In Michiko Kakutani’s new book, The Death of Truth, out July 17 from Tim Duggan Books, the former chief book critic of the New York Times puts forward an intriguing argument: The American right’s discarding of truth is a descendent of the postmodern movement, which ruled American and European cultural production in the late 20th century.
Kakutani’s 208-page book is a compact literary treatise, presented in the vein of Timothy Snyder’s bestselling exhortation, On Tyranny. Using her deep cultural arsenal from three decades of criticism, she calls on Jorge Luis Borges, Thomas Pynchon, Zeynep Tufekci, Christopher Nolan’s the Joker, Jacques Derrida, James Madison, Black Mirror, George Orwell, and Hannah Arendt to tie together internet filter bubbles, Russian fake news operations, Steve Bannon, and Leninism.
The book argues, as others have, that Trump’s power comes from his bombastic style of simultaneously ignoring the truth and degrading the methods by which we come to it—much like the propaganda machines of the Soviet Union, Putin’s Russia, and Nazi Germany.
But Kakutani takes it a step farther: She argues that the particular disdain for the truth that currently prevails in the US—including the rejection of “elite” journalistic fact-finding and evidence-based science—has intellectual roots in high culture:
It’s safe to say that Trump has never plowed through the works of Derrida, Baudrillard, or Lyotard (if he’s even heard of them), and postmodernists are hardly to blame for all the free-floating nihilism abroad in the land. But some dumbed-down corollaries of their thinking have seeped into popular culture and been hijacked by the president’s defenders, who want to use its relativistic arguments to excuse his lies, and by right-wingers who want to question evolution or deny the reality of climate change or promote alternative facts.
Postmodernism is a difficult-to-define critical movement from the late 1970s that interpreted art and texts from a position that there was no knowable, central truth. Postmodern works of art and architecture, argues Kakutani, led to groundbreaking new visions, from people like David Bowie, David Lynch, and Frank Gehry—but those theories moved through culture, and were misapplied to history, social sciences, and hard sciences. That’s how the US got anti-vaxxers, climate change deniers, and conspiracy theorists, writes Kakutani.
The unreliable narrators of fiction, which gave us books like Lauren Groff’s Fates and Furies, TV shows like The Affair, and films like Kurosawa’s Rashomon, gave Trump and his army of yes-people the ability to get away with “alternate facts.” They allowed Bill Clinton to say truth “depends on what the meaning of the word ‘is’ is” and Trump’s supporters to argue that by taking the president as his word, the media is just reading him too literally.

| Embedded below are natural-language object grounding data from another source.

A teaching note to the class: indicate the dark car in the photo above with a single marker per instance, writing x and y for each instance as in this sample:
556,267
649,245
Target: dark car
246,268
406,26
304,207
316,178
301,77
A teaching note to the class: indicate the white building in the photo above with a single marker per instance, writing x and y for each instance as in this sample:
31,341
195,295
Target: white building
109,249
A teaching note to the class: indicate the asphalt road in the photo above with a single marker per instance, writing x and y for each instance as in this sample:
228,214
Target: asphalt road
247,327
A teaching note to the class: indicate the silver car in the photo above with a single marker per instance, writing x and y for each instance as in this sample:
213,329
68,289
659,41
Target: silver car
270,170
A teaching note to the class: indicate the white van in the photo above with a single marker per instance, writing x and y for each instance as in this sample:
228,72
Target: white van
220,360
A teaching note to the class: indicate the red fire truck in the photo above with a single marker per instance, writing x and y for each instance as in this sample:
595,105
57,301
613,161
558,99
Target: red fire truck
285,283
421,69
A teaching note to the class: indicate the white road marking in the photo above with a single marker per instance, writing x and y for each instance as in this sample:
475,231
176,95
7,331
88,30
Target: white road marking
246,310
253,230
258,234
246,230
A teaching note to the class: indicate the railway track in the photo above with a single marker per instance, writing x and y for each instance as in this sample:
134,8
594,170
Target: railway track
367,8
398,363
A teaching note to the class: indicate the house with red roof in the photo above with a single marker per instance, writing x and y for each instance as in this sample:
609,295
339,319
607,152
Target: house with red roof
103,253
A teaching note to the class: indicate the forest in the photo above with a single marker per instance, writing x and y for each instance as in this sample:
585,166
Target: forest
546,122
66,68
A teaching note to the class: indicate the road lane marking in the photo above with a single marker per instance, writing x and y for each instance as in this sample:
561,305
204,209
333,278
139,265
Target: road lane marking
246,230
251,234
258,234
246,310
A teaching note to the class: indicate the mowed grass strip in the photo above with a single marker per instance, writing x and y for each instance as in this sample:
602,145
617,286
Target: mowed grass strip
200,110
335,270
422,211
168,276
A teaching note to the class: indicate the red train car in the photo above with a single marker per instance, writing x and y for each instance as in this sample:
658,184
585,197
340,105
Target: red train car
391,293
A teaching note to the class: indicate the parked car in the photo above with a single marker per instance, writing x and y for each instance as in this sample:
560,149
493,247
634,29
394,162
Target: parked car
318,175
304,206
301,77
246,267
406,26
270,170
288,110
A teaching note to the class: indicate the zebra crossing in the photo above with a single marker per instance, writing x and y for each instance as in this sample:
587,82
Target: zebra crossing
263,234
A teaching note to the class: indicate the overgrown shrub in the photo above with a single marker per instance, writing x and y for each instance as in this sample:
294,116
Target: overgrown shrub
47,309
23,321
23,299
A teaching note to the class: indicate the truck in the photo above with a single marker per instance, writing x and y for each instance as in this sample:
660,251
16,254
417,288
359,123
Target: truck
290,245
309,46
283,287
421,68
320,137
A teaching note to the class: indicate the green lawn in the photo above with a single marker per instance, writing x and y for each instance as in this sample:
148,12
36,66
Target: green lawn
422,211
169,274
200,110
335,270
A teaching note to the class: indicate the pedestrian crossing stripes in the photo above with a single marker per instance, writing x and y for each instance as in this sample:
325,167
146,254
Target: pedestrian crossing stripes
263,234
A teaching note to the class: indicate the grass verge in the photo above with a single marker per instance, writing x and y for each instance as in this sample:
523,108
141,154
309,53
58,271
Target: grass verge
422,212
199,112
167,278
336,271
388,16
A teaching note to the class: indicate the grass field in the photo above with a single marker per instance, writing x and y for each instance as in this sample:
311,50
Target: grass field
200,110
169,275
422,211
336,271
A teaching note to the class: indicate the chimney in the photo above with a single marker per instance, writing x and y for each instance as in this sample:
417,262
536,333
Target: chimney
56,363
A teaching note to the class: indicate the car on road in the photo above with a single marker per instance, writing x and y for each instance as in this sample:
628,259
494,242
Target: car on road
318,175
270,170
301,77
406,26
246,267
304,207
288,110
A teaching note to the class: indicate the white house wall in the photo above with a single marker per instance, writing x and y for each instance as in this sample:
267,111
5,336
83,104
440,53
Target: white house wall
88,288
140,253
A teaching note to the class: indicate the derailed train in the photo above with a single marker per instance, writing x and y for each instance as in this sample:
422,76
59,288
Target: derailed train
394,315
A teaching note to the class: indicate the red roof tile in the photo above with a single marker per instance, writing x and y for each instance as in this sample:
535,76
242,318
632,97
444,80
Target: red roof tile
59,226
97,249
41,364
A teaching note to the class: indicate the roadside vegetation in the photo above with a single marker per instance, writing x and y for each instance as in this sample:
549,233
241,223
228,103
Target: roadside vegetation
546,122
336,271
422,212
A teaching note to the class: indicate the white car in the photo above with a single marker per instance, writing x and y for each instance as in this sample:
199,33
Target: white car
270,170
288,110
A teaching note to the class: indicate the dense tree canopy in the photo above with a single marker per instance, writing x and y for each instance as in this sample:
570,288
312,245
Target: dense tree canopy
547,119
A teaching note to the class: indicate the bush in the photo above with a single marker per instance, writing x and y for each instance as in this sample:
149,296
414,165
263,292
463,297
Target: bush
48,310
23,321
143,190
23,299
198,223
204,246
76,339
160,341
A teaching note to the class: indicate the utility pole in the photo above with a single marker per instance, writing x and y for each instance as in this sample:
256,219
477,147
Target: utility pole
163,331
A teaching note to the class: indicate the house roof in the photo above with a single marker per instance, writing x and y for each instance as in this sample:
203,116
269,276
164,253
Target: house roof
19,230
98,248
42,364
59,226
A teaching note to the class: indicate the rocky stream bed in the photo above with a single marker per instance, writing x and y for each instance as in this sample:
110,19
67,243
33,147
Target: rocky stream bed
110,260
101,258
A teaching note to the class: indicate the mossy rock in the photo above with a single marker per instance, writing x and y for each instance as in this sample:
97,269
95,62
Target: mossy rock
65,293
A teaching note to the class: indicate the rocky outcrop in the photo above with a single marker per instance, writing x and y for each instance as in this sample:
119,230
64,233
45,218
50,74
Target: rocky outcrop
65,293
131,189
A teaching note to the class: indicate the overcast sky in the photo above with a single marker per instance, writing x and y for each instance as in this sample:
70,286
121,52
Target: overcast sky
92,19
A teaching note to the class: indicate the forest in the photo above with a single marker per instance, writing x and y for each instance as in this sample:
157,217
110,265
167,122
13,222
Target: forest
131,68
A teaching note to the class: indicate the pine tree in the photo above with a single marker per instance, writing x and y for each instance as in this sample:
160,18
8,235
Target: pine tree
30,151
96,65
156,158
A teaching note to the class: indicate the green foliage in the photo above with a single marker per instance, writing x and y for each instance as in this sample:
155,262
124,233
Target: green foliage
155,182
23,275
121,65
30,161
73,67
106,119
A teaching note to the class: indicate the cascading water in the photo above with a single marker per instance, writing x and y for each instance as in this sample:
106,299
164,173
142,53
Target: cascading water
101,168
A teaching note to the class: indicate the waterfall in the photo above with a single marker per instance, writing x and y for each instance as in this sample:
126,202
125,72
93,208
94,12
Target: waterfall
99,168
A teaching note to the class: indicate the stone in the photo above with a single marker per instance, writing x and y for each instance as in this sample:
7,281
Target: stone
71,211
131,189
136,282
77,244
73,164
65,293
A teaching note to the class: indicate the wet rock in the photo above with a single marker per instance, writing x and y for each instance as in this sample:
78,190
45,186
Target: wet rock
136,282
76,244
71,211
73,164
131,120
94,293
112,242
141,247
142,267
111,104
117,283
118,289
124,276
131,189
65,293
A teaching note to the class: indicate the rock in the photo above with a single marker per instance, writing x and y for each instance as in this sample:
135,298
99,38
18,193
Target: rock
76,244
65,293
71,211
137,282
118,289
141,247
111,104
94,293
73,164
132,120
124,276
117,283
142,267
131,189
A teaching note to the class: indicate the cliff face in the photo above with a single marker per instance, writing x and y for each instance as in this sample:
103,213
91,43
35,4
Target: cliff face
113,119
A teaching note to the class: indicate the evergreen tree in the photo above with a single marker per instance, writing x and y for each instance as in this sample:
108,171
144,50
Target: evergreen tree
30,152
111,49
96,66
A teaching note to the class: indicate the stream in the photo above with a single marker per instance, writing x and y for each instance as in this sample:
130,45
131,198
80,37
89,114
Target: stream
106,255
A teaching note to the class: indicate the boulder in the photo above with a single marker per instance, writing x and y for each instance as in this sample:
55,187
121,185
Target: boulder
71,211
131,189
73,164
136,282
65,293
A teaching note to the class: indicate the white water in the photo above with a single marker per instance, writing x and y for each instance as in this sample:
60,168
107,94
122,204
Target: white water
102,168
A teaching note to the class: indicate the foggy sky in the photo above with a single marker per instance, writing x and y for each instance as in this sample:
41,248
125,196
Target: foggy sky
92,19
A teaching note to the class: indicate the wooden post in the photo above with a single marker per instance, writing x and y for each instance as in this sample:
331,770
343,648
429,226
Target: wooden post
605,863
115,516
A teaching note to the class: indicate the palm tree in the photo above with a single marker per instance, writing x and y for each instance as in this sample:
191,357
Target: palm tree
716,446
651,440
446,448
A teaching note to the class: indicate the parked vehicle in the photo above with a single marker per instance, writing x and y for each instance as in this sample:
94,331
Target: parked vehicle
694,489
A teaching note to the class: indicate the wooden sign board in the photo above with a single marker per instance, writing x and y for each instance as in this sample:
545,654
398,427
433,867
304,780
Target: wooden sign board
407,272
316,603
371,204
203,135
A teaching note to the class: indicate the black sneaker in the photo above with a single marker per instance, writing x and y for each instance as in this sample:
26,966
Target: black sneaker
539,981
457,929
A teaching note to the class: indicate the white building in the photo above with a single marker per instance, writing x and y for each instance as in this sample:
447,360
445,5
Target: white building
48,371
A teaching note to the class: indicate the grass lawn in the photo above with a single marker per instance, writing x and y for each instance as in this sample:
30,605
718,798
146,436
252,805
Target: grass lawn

This viewpoint that “all truths are partial (and a function of one’s perspective),” says Kakutani, is how creationists conclude that schools should “teach both”: their view, intelligent design, alongside the one supported by the scientific method, evolution. And how Donald Trump was able to say there were “some very fine people on both sides” at the alt-right rally in Charlottesville, Virginia last year.
“[Deconstruction] promulgated an extreme relativism that was ultimately nihilistic in its implications: anything could mean anything; an author’s intent did not matter, could not in fact be discerned; there was no such thing as an obvious or common-sense reading, because everything had an infinitude of meanings,” writes Kakutani. “In short there was no such thing as truth.”
The Death of Truth is not a heartening read, nor necessarily an instructive one, and is occasionally an enraging one. But it’s part of a group of works by dogged, reason-wielding intellectuals that necessarily remind us not give in to apathy, or be seduced by the normalization of lies.